Сверившись по компасу, Горяев пошел дальше, точно на юго-запад, местность все время понижалась, и бежать было легко. Хорошо, поднялась бы пурга, неожиданно подумалось ему, сразу бы все сомнения и страхи кончились, невероятно для этой местности, вот уже месяц жарят морозы, а стоит ясная, безветренная тишь.

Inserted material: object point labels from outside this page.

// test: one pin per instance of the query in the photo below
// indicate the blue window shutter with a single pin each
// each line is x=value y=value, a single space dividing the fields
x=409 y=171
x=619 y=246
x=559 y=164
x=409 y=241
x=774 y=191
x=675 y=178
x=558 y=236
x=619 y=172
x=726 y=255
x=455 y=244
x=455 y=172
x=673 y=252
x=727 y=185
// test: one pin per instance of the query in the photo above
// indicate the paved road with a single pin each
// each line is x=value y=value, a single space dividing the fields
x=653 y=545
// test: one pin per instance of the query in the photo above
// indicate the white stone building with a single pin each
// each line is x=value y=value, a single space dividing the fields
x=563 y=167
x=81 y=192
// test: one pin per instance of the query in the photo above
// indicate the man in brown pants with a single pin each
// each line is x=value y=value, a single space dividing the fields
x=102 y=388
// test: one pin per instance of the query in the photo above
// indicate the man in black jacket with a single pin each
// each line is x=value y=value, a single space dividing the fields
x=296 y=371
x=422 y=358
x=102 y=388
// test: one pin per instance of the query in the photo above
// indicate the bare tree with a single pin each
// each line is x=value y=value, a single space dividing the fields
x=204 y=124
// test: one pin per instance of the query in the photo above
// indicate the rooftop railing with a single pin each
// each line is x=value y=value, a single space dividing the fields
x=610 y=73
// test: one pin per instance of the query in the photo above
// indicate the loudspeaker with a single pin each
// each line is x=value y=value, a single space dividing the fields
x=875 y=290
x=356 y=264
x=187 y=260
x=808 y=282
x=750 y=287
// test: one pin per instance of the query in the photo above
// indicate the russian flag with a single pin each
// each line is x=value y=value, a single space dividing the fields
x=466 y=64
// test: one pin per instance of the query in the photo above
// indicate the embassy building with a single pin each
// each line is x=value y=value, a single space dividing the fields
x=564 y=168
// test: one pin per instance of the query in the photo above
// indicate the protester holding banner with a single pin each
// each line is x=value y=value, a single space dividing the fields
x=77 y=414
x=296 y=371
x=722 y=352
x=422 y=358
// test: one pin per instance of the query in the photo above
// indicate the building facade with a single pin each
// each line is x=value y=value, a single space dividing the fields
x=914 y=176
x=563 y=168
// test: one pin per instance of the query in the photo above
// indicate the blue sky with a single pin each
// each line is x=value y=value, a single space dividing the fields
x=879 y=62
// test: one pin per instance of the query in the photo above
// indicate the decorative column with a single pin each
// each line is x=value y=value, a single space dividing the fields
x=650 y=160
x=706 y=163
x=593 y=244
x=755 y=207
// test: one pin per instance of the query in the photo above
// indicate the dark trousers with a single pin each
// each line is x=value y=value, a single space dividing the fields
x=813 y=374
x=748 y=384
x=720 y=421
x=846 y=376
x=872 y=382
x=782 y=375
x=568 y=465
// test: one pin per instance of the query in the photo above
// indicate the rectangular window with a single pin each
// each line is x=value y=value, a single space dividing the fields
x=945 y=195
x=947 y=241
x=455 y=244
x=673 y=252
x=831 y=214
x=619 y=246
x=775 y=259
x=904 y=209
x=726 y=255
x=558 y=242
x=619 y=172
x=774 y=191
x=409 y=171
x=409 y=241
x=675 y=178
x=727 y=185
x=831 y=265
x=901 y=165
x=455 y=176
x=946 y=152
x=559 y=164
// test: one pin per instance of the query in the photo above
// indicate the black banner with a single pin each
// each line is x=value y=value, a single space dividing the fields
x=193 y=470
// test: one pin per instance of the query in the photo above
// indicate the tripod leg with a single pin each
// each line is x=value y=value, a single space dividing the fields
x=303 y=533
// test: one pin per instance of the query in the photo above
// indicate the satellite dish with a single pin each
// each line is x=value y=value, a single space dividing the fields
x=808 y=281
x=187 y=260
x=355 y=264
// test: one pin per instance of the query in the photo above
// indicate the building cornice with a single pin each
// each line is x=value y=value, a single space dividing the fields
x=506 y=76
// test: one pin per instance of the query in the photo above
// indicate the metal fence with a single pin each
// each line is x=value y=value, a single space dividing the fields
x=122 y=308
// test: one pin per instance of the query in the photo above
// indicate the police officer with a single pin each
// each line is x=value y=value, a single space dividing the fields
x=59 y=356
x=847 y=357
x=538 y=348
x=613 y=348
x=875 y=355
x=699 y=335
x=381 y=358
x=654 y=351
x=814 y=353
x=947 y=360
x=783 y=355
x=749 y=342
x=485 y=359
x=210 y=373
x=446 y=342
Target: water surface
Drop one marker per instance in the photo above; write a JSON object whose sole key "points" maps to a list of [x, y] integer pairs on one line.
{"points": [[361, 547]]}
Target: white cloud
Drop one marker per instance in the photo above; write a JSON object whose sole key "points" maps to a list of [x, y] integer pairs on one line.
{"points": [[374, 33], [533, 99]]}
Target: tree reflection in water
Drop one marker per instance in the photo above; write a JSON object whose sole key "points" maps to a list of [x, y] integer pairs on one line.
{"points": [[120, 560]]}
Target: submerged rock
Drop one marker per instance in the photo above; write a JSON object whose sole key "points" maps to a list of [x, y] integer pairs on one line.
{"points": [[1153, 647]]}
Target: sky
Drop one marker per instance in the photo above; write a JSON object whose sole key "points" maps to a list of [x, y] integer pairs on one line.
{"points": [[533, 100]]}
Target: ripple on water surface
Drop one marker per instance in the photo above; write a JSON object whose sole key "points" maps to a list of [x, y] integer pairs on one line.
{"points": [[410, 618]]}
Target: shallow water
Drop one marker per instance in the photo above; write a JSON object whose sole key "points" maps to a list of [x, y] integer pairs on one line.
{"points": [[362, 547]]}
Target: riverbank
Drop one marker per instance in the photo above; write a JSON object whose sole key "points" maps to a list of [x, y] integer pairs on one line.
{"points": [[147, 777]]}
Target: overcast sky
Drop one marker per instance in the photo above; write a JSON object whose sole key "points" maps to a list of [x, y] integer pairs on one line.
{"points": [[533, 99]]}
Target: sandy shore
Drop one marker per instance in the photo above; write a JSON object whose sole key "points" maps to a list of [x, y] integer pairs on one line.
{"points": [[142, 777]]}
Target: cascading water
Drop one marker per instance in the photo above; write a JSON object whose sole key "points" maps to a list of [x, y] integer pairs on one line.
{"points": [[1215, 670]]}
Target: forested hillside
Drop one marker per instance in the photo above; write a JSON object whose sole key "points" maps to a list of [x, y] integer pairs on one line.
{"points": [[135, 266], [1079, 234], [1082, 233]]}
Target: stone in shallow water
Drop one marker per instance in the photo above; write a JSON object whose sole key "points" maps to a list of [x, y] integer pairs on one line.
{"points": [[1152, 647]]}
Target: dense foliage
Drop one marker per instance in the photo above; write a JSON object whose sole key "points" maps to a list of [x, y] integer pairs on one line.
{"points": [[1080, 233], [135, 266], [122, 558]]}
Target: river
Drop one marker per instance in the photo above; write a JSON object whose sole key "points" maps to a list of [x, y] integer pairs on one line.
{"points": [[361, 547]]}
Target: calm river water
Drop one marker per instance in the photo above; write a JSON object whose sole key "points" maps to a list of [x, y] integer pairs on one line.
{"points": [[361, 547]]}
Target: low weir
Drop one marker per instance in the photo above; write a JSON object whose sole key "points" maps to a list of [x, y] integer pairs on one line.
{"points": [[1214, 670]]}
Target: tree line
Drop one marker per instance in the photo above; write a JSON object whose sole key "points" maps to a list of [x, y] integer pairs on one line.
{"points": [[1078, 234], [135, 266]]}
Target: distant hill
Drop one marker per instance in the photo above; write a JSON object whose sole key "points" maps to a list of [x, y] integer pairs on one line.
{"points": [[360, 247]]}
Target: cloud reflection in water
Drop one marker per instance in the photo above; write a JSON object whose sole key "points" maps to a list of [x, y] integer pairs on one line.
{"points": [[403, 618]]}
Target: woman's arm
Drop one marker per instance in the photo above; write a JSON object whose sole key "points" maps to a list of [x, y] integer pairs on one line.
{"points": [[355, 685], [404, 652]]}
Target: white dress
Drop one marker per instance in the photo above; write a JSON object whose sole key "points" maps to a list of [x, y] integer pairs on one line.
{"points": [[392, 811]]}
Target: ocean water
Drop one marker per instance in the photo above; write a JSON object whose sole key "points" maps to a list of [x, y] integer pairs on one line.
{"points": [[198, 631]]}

А может, вернуться, стать героем, пропечатают в газетах, гляди, и главбухом станешь, а то и в трест возьмут, подумал он со злой насмешкой к себе, будешь аккуратно, за исключением, разумеется, двух выходных, надевать ровно к девяти нарукавники, считать чужие деньги, ездить с отчетами в область, женишься в конце концов на какой-нибудь самке, привыкнешь к тому, что ты серость, не предназначенная природой к большему, а сложись твоя жизнь по-иному, может, и явился бы миру второй Наполеон или еще какое историческое лицо, оставил бы после себя память. А так что? Работай до честной пенсии, может, и расщедрится судьба на медаль, а то и на орден, придет время, отнесут его вместе с тобой на кладбище два-три человека, если выпадет хорошая погода, скажут речь в предвкушении выпивки и забудут на другой же день. А в мире всего довольно, и до сих пор есть полководцы, гаремы, и где-нибудь на экваторе люди все еще ходят голыми.

Разгоряченный бессвязными и отрывочными мыслями, Горяев забыл на время об испугавшем его предчувствии, и к вечеру, когда пора было останавливаться на ночлег, тревога опять охватила его, и он, взобравшись на возвышенное место, недоверчиво и долго осматривал белые безмолвные окрестности, сюда он никогда не забредал, низкорослая тайга тянулась редкими островами среди гольцов и низин, что указывало на близость тундры, безотчетная жалость к себе и страх перед этой бесстрастной пронизывающей мошью пространства сковали его, и он не сразу смог двинуться с места, хотя надо было спешить к ночлегу, укрыться на ночь.

Выбрав расщелину между двумя гольцами, Гораев кое-как очистил необходимое место от снега, наломал сушняку и, хотя раньше думал обойтись эту ночь без костра, все-таки разжег огонь и, содрав с лица обледенелый шарф, повесил его на корягу просушить. Затем, чувствуя от тепла еще бо́льшую усталость, пересмотрел оставшийся запас пищи, разделил ее мысленно на десять дней (на большее при всем желании не хватало), жадно, обжигаясь, напился кипятку и съел, не чувствуя вкуса, часть сухарей, предназначенных на сегодняшний день. Внутри отошло, отогрелось, и, хотя есть захотелось больше, он позволил себе выпить лишь еще котелок кипятку и, поправив дрова, задремал в тепле, отражаемом от гольцов, доставать и разворачивать спальный мешок у него недостало спл, хотя обязательно нужно было снять торбаса и просушить отсыревшие портянки. Он проснулся часа через два от холода, костер догорел до углей, он быстро наладил огонь, достал и развернул спальный мешок, снял торбаса и юркнул в настывший густой мех, необходимо во что бы то ни стало выспаться перед неизвестностью завтрашнего дня, согревшись, он даже не вспомнил о своих вчерашних страхах, но наутро, одевшись и уже приготовившись встать на лыжню, Горяев замер: в чудовищной давящей тишине он уловил далекий, может за километр или за два, скрип снега и вначале подумал, что ему просто почудилось. Через несколько минут этот же скрип повторился, уже ближе и сильнее.